You can analyze the combined network of both TRA/TRB or IGH/IGL
chains by setting chain = "both". This will create a single
cluster column named Multi.Cluster.
# Cluster using both TRB and TRA chains simultaneously
clustered_both <- clonalCluster(combined.TCR[c(1,2)],
chain = "both")
# View the new "Multi.Cluster" column
head(clustered_both[[1]][, c("barcode", "TCR1", "TCR2", "Multi.Cluster")])## barcode TCR1 TCR2
## 1 P17B_AAACCTGAGTACGACG-1 TRAV25.TRAJ20.TRAC TRBV5-1.None.TRBJ2-7.TRBC2
## 2 P17B_AAACCTGCAACACGCC-1 TRAV38-2/DV8.TRAJ52.TRAC TRBV10-3.None.TRBJ2-2.TRBC2
## 3 P17B_AAACCTGCAGGCGATA-1 TRAV12-1.TRAJ9.TRAC TRBV9.None.TRBJ2-2.TRBC2
## 4 P17B_AAACCTGCATGAGCGA-1 TRAV12-1.TRAJ9.TRAC TRBV9.None.TRBJ2-2.TRBC2
## 5 P17B_AAACGGGAGAGCCCAA-1 TRAV20.TRAJ8.TRAC <NA>
## 6 P17B_AAACGGGAGCGTTTAC-1 TRAV12-1.TRAJ9.TRAC TRBV9.None.TRBJ2-2.TRBC2
## Multi.Cluster
## 1 <NA>
## 2 <NA>
## 3 cluster.23
## 4 cluster.23
## 5 cluster.145
## 6 cluster.23
While the default cluster.method = "components" is
robust, you can use other algorithms from the igraph package, such as
walktrap or louvain, to potentially uncover
different community structures.
# Cluster using the walktrap algorithm
graph_walktrap <- clonalCluster(combined.TCR[c(1,2)],
cluster.method = "walktrap",
exportGraph = TRUE)
# Compare the number of clusters found
length(unique(V(graph_walktrap)$cluster))## [1] 391
Overall, clonalCluster() is a versatile function for
defining and analyzing clonal relationships based on sequence
similarity.

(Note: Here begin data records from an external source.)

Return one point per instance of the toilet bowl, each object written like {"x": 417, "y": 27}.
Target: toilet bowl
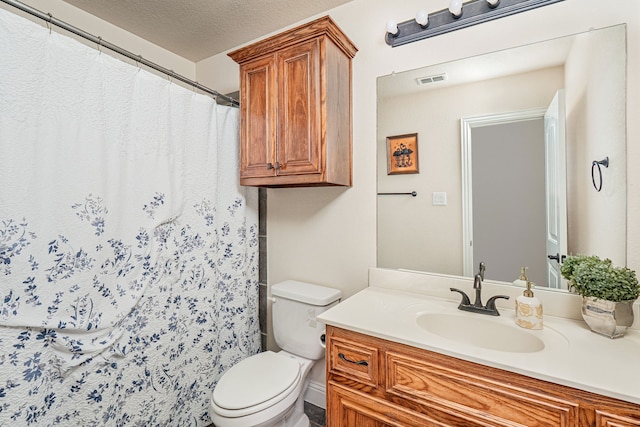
{"x": 267, "y": 389}
{"x": 261, "y": 391}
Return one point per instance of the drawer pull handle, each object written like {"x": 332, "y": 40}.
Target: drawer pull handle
{"x": 361, "y": 362}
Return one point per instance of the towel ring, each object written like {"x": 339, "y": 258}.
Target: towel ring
{"x": 596, "y": 165}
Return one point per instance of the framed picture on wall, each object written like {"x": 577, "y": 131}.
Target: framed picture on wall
{"x": 402, "y": 154}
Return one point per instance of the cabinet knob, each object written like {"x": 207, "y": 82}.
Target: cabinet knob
{"x": 355, "y": 362}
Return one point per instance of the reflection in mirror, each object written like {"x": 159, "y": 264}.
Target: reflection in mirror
{"x": 489, "y": 188}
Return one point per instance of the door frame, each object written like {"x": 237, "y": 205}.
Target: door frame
{"x": 467, "y": 124}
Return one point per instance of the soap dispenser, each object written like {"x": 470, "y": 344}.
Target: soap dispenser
{"x": 528, "y": 309}
{"x": 522, "y": 280}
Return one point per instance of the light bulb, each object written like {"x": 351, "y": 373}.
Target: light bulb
{"x": 455, "y": 7}
{"x": 422, "y": 18}
{"x": 392, "y": 27}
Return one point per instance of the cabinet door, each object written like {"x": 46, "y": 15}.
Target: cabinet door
{"x": 258, "y": 118}
{"x": 299, "y": 139}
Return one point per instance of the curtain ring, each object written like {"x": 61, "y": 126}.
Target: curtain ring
{"x": 596, "y": 164}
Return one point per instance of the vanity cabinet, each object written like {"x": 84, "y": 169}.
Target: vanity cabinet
{"x": 295, "y": 108}
{"x": 374, "y": 382}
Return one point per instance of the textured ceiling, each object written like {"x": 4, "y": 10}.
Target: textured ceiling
{"x": 198, "y": 29}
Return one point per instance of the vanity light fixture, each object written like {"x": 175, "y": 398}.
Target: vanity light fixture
{"x": 455, "y": 7}
{"x": 422, "y": 18}
{"x": 392, "y": 28}
{"x": 458, "y": 15}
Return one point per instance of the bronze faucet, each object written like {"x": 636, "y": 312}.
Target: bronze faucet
{"x": 477, "y": 306}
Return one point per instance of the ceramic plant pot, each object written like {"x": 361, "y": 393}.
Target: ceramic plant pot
{"x": 607, "y": 318}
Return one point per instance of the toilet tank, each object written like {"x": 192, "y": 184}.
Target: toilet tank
{"x": 294, "y": 310}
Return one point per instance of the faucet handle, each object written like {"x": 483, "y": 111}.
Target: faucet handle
{"x": 481, "y": 269}
{"x": 491, "y": 303}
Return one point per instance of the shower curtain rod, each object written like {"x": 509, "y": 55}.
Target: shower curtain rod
{"x": 102, "y": 43}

It allows researchers to move beyond exact sequence matches,
providing a more comprehensive understanding of clonal families. The
ability to customize parameters like threshold,
chain selection, and group.by ensures
adaptability to diverse research questions. Furthermore, the option to
export igraph objects or sparse adjacency matrices provides
advanced users with the tools for in-depth network analysis.